Three days though, and I look online- I have returned only one book this past week and a half, and another five are in posession, two of which are close to being overdue. Thank god for their account renew button.

I had let my husband que up a couple books he had recommeneded from when he was a kid, since I'm currently obsessed with making a list for my elementary school nephews to grow on and read. Mike Laumer's Plague of Demons, a short scifi story. Now, crucify me if you wish-but something fantastically outrageous and enthralling was produced in 1965 and hasn't been mangled by Hollywood yet.

Crap like War of the Worlds (multiple times!) and Signs get made, and this slips through the cracks. Seriously, I think it is wild that this was penned in the Silver Ages of comics, it really helps define the era. It's a B+ pick, since it has to do with aliens, cybernetics, and brain snatching.
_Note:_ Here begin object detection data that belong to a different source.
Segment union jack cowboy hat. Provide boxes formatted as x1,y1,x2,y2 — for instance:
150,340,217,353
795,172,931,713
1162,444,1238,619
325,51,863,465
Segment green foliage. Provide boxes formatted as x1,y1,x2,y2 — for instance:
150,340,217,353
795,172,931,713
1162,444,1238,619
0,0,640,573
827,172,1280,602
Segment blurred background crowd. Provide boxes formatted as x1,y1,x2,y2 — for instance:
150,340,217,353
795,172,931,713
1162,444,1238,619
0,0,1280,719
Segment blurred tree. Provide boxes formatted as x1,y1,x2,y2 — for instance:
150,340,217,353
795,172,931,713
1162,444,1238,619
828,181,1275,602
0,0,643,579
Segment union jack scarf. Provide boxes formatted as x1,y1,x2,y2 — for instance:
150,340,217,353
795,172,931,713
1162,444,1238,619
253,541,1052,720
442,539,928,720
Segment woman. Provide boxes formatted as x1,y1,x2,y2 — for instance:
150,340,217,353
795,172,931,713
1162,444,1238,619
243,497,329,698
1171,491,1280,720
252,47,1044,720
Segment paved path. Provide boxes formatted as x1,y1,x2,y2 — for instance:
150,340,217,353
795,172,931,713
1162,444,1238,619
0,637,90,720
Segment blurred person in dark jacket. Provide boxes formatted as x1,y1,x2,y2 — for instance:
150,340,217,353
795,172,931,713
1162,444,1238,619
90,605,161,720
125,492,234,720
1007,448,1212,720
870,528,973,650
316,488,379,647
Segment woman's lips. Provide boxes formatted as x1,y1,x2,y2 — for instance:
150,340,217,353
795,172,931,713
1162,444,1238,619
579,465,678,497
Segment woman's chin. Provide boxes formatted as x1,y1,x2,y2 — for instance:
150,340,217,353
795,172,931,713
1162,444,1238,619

Very thrilling.

I was going to contnue with my alteration of WoT, but I want to get those library book knocked out. So today's pulp is Patricia McKillip's Riddle Master trilogy. God most teen literature sucks, no wonder more poeple don't read for leisure as adults.

Wednesday, April 06, 2005

Post Recovery:1d

Goblet of Fire comes out on11/18... Lion Witch and the Wardrobe comes out at Christmas I read all the books out last month once I discovered the Jax Library system is a vast and awe-inspiring entity that I must patronize. I loved Goblet the most after Azkaban... but I hated the latest one out... Pheonix. I got very frustrated with Harry and recalled how unpleasantly stubborn teenagers could be once they got fixated upon what they perceive to be truth.

My husband has me working on the Wheel of Time series now... comparing and contrasting them as we go to the Sword of Truth series.
Terry Goodkind is a hack and a wacko.

oops.. here we go-
http://movies.yahoo.com/shop?d=hp&cf=prev&id=1808475609


Wish Greg and IMDB were merged, would make researching movies and finding out when they will be released a lot more convenient.